Robert Richard Fernie Bruce (17 August 1915 – 13 August 2012) was a composer, lecturer and a decorated Flight Lieutenant during the WWII. He was the great grandson of James Bruce, 8th Earl of Elgin and 12th Earl of Kincardine and was born on 17 August 1915 in Inverkeilor, a village and parish in Angus, Scotland.

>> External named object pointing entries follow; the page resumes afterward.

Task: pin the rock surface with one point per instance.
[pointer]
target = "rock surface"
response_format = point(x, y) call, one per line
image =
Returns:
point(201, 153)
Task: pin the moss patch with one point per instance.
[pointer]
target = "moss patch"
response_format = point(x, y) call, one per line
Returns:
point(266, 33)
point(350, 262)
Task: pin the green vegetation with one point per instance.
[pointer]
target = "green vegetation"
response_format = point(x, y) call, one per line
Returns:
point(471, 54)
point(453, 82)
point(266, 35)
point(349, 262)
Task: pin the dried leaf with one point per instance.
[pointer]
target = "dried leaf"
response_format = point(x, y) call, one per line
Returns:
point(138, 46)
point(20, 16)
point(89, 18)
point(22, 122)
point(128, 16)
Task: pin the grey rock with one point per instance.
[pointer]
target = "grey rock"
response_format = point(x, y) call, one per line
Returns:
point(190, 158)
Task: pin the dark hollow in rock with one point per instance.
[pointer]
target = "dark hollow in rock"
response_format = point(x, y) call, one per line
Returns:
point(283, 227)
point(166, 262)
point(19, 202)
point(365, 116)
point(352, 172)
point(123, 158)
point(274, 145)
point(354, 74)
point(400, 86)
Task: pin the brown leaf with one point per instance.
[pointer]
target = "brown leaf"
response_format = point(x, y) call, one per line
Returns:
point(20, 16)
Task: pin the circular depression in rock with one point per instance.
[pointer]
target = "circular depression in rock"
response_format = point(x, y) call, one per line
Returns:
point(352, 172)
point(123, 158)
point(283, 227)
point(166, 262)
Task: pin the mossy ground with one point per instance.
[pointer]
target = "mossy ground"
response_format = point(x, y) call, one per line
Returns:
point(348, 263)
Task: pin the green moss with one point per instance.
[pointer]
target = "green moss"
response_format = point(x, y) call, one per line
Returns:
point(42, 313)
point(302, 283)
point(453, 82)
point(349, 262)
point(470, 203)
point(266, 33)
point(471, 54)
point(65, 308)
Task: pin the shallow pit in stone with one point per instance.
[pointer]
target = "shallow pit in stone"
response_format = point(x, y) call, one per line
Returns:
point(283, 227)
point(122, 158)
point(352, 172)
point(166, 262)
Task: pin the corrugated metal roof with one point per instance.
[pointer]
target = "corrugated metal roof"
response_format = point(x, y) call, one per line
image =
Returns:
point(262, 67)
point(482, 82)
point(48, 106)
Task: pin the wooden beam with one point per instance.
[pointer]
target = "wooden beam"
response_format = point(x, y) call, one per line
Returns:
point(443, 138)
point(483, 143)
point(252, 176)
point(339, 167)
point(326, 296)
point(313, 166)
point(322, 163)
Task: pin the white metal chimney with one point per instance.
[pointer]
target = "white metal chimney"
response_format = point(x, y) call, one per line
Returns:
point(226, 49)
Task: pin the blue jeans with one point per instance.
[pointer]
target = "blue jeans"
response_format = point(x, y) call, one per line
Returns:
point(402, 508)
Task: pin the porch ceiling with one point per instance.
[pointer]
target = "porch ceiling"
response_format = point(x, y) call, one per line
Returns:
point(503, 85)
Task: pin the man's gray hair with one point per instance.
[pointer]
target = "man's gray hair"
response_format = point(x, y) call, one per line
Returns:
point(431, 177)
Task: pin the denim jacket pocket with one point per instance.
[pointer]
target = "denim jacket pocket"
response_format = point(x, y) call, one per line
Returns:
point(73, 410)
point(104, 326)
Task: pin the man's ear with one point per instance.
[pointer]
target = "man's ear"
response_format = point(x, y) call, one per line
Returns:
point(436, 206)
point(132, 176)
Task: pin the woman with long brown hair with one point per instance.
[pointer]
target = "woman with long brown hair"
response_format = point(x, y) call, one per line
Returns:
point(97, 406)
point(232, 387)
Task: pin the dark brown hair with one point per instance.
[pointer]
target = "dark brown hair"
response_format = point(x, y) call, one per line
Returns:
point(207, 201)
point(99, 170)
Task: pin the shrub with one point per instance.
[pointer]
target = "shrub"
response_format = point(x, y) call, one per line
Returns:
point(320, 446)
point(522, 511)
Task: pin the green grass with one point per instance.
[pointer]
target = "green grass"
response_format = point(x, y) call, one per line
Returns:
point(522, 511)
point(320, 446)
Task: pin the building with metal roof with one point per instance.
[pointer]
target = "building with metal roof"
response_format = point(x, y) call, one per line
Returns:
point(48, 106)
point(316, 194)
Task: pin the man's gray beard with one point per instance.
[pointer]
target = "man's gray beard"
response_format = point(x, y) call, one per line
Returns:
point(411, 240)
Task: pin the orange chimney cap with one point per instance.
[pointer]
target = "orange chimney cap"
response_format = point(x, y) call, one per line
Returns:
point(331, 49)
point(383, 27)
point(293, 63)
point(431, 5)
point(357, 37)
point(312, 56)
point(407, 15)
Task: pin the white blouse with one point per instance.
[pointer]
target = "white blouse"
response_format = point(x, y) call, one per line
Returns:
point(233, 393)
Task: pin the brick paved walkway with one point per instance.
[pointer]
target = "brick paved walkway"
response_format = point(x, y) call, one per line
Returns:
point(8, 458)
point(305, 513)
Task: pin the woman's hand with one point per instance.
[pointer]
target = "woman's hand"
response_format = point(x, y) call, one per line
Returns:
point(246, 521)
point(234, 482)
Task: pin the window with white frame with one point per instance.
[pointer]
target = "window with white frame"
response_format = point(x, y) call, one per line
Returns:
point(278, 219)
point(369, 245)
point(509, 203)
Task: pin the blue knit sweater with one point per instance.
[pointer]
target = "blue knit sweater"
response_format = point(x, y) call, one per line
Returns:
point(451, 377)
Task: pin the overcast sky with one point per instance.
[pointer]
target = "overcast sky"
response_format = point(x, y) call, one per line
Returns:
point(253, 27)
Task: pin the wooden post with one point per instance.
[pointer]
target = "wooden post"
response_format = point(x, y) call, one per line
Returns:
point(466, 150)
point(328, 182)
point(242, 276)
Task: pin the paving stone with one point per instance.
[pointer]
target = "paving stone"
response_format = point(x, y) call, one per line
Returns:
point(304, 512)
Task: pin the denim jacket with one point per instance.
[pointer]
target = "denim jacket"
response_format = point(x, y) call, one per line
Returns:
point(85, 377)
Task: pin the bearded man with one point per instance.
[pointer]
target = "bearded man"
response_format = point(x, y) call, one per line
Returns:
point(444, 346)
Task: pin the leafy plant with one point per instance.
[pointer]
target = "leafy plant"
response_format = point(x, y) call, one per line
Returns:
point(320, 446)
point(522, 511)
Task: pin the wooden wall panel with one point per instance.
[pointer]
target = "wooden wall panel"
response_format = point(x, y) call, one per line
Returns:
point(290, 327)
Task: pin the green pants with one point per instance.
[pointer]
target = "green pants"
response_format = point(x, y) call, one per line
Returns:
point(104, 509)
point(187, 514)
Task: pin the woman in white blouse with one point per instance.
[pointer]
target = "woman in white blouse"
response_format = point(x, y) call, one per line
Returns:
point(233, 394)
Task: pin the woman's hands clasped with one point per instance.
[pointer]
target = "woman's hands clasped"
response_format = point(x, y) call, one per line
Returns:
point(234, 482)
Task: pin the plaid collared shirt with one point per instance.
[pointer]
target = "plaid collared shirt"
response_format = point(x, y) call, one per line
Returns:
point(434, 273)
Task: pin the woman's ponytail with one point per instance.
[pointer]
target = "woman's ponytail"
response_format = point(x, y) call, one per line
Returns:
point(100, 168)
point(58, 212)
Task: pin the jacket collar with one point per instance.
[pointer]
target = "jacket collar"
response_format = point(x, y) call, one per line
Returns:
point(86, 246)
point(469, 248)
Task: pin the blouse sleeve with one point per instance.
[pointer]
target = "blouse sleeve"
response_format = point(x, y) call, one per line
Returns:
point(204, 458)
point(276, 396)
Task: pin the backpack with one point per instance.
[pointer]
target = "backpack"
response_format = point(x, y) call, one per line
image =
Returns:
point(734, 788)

He was educated at Rugby School, before enrolling in 1935 at University of Edinburgh. His professor was Donald Tovey, a British musical analyst, musicologist, writer on music, composer, conductor and pianist. Bruce graduated in 1938. He then studied with Julius Röntgen, a German-Dutch composer of classical music, in Amsterdam.

At first a pacifist at the beginning of WWII, he worked with the Friends Ambulance Service during the London Blitz. Posted at Gloucester Royal Hospital, he met there his future wife, Beatrice Tomboline. After that he enlisted in the RAF as a navigator and became a Flight Lieutenant. He was paired in a night fighter crew with a Canadian pilot, Russ Bannock; their successes included the destruction of 19 V-1 flying bombs in addition to nine enemy aircraft.

In February 1945 Bruce was awarded a Bar to his Distinguished Flying Cross (United Kingdom). After leaving the RAF in 1946, he initially worked as a teacher in Brighton. He then became a lecturer in music at Cardiff University until 1977.

His major composition is the Symphony in B flat (1953–57), first performed by the Toronto Symphony Orchestra and recorded in 1999 by the Częstochowa Philharmonic Orchestra conducted by Jerzy Swoboda. Symphony in B flat is dedicated to Bannock and in part inspired by the night sorties they flew together.

After retiring in 1977, Bruce and his wife renovated a cottage at Llechryd, South Wales, where they also created and tended a beautiful one-acre garden.

His wife died in 2010, and he is survived by a son and a daughter, Katharine and James; an elder son, Richard, predeceased him in death in 2007. Robert Bruce died on 13 August 2012.